De minimis and blue box support in developing countries should also not exceed existing de minimis limits, the paper says. At 20 percent of the value of production, these are currently double the allowance for developed countries.
Due to commitments undertaken when it joined the WTO, China currently has a ceiling of 8.5 percent for trade-distorting support in the de minimis category, although the most recent official figures it has reported to the WTO indicate that actual support levels are much lower. (See Bridges Weekly, 13 May 2015)
Exporting countries such as the US have long argued that large developing countries such as China should also limit their trade-distorting support as part of any eventual deal, although Beijing has pointed to the low per capita level of its farm subsidies and their importance for food security. As China does not have a commitment on amber box support, the ACP group’s proposal would not require it to undertaken any cuts in its maximum permitted subsidy levels.

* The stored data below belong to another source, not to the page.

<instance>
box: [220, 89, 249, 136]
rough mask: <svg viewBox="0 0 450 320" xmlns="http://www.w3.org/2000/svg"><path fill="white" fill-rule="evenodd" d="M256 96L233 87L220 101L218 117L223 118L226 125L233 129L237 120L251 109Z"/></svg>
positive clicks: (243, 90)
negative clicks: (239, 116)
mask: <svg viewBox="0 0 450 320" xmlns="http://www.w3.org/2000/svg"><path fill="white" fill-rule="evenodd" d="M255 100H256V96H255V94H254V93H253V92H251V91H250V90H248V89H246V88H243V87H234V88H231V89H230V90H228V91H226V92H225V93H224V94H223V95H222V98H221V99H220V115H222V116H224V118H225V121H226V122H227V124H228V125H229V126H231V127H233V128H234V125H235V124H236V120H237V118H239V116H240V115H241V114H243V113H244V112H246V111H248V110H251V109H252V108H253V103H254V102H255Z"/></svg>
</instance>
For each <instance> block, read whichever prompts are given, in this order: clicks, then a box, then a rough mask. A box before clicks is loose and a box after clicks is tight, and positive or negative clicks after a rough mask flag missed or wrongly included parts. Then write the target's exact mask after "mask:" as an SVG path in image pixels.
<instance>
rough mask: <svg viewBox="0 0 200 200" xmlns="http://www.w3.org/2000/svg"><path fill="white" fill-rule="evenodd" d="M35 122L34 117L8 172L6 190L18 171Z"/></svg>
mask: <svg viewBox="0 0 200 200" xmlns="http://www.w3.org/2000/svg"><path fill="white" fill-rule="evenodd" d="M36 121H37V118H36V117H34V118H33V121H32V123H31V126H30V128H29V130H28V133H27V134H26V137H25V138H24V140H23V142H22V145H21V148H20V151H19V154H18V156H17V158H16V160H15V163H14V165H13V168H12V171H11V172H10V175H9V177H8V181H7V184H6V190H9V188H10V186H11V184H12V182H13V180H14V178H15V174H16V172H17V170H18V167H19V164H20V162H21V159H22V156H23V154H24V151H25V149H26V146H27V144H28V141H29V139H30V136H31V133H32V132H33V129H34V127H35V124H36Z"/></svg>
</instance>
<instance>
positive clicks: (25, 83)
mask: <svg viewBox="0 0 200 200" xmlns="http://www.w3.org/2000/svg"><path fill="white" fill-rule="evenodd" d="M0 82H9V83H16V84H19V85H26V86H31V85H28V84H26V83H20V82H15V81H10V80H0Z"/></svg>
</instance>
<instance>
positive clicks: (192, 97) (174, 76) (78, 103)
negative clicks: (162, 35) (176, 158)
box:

The ACP group also calls for setting the new ceiling on trade-distorting support at a higher level for developing countries with a low value of production and who allocate most support to subsistence and resource-poor producers.
Agricultural exporters: three fixed cap options
New Zealand, Australia, Canada, Chile, and Paraguay have proposed exploring options for a fixed cap on overall trade-distorting support levels, in a paper tabled earlier this week.
The paper advocates adopting a fixed monetary ceiling on support levels, rather than a limit expressed as a share of the value of production. In July, the EU, Brazil, and three other agricultural exporters proposed capping support as a share of farm output. A separate negotiating submission from China and India also proposed limiting trade-distorting support, while using a different approach. (See Bridges Weekly, 20 July 2017)
The New Zealand proposal suggests three types of fixed caps which members could consider. The categories would be set as follows: major members, such as the US; countries such as the G-10, with high support levels relative to their value of production; and developing countries with a low value of agricultural production and low spending levels. Least developed countries would be exempt from any ceilings.
According to the proposal, major WTO members would need to respect a ceiling based on a percentage of historical value of production levels. Other countries with high support levels and low farm output would respect a ceiling based on current farm subsidy levels, with a small “buffer.” Finally, developing countries with low subsidy spending and low levels of agricultural production would be bound by a fixed value ceiling, such as US$2 billion, set at a level that is higher than current limits for most WTO members.
Significant gaps remain
Despite the flurry of new proposals, many negotiators are unsure how much progress can be achieved at Buenos Aires, given how far apart members are on domestic support.
Negotiating meetings convened this week by the chair of the WTO farm trade talks, Kenyan Ambassador Stephen Karau, might provide greater clarity on possible ways forward, sources said.
Others said that a WTO General Council meeting, scheduled for 26-27 October, might also give more direction to officials as they try to delineate the contours of an eventual agriculture-related outcome in Buenos Aires.